I've done this sort of thing once, and nearly done it several times more.
The time the product was released like that, it was a Makefile setting a rather important flag using ?=, in a sub-Makefile two includes deep, and because that happened to have always been the first time CFLAGS was set, it worked. Until I added a new flag. (Solution: don't set your Makefile variables like that.)
When I've nearly done it, it's always been on projects that have the fairly standard Debug/Release build config system (via whatever mechanism), and the Release build is the one that gets released. But then you have no config corresponding to Release-and-some-temporary-debug-stuff, which is something you basically always need. But if you manage this by hand, it's too easy to slip up and have some debug stuff end up in the final product. (Solution: have an extra build config, Final/Product/etc., that is what you use when preparing the final build.

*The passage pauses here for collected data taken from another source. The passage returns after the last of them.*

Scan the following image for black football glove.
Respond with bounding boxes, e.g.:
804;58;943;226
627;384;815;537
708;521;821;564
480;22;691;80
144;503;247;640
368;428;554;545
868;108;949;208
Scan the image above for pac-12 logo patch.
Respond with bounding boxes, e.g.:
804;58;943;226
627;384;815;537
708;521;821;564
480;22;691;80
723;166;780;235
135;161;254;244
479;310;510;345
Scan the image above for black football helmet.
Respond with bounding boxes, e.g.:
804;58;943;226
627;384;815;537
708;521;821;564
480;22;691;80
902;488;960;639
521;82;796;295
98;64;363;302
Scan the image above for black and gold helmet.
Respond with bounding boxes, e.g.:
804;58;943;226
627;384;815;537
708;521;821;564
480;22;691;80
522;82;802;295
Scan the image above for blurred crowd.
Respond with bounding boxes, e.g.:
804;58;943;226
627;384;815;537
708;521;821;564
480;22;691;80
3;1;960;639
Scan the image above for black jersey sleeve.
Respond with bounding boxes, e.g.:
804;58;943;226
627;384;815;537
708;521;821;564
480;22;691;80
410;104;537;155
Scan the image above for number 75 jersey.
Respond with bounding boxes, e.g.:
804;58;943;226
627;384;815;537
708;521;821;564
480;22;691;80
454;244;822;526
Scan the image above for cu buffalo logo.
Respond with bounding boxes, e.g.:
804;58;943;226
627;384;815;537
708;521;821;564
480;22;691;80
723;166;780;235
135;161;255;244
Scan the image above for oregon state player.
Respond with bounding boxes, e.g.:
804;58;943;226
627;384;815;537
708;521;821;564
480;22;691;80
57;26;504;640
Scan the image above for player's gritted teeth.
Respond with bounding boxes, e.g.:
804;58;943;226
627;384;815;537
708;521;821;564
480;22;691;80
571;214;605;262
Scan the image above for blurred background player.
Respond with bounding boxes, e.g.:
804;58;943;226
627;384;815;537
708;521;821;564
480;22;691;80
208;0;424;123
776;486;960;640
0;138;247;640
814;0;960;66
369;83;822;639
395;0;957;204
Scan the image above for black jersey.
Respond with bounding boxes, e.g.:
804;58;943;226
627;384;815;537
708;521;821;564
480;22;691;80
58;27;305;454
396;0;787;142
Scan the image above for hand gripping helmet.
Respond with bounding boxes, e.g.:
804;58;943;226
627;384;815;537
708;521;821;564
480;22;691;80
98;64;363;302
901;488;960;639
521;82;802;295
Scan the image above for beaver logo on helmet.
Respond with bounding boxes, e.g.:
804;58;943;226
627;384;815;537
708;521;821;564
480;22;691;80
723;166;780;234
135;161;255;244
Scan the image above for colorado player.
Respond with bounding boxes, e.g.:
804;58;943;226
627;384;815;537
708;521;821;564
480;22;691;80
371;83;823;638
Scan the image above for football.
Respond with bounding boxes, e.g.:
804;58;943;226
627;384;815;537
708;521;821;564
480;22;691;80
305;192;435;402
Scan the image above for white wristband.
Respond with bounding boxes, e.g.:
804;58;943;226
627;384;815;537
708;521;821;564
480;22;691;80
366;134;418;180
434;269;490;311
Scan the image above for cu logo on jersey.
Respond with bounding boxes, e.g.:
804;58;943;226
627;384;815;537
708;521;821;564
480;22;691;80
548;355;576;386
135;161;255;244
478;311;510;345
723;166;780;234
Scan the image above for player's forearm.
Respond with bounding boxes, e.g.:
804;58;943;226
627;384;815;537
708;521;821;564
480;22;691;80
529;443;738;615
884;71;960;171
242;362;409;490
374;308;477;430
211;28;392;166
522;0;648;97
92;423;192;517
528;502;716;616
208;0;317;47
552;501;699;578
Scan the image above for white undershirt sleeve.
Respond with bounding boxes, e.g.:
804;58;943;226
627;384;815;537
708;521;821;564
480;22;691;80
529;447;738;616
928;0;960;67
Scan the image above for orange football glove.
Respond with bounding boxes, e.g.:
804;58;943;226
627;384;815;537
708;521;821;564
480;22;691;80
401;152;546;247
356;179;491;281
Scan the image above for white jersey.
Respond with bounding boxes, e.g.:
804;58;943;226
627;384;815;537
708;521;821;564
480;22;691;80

So if you get it wrong and leave your debug stuff in the Release build, the result never gets further than other team members.)
I'm sorry to be that guy, but if we had more "open" distribution ways for smartphones, something like this wouldn't have happend. Because they would have noticed it early on (to fix it) before anybody else would have.
Now they have to wait before Apple approves their next update.
You can request it. It doesn't mean the request will be accepted. Unless you are big, can demonstrate an external deadline, or have a bug with nasty consequences (it seems "app crash at launch" is not enough, I got a request denied for that), your request will probably be denied.
Linux software also != website but doesn't suffer from these problems.
Current mobile software really sucks in pretty much every way and there's nothing more to be said.
> Current mobile software really sucks in pretty much every way and there's nothing more to be said
I don't know what perspective you are coming at this from, but from my experience with non-technical iOS users, installing/managing/removing mobile software in a safe manner is a much better experience than compared to their PC's. My grandparents are fully capable of managing software on their iPhones - if I asked them to do the same on Linux...
Recent changes to iOS allow side-loading[1]. In answer to your point about the majority's ignorance, I suspect the reasons are varied but if there's a way to circumvent these kind of protections, non-technical users can be coerced into doing so. An example is Facebook disabling the developer console in the browser after users were coerced into using it against themselves[2].
Just because that is the case, doesn't mean it has to be this way, or that it's OK.
The sad thing is, we all have to accept that mobile App Stores are not a "real software market". Mobile Apps are more like Plugins to some platform controlled by someone else.
Like any software project with lots of moving parts, it would be great if one could develop an iOS app in a vacuum, writing tests as required, and using them to guarantee a perfect product.
In reality, that never works. I would expect that these features are actually mostly used by QA or product owners for acceptance testing. The reason they typically exist in my experience is that it can be difficult to trigger the conditions required using other means.
In theory, a device should be able to be put into full debug mode where the SDK allows access to basically everything unsandboxed so your test case could actually verify that the notification was correctly delivered.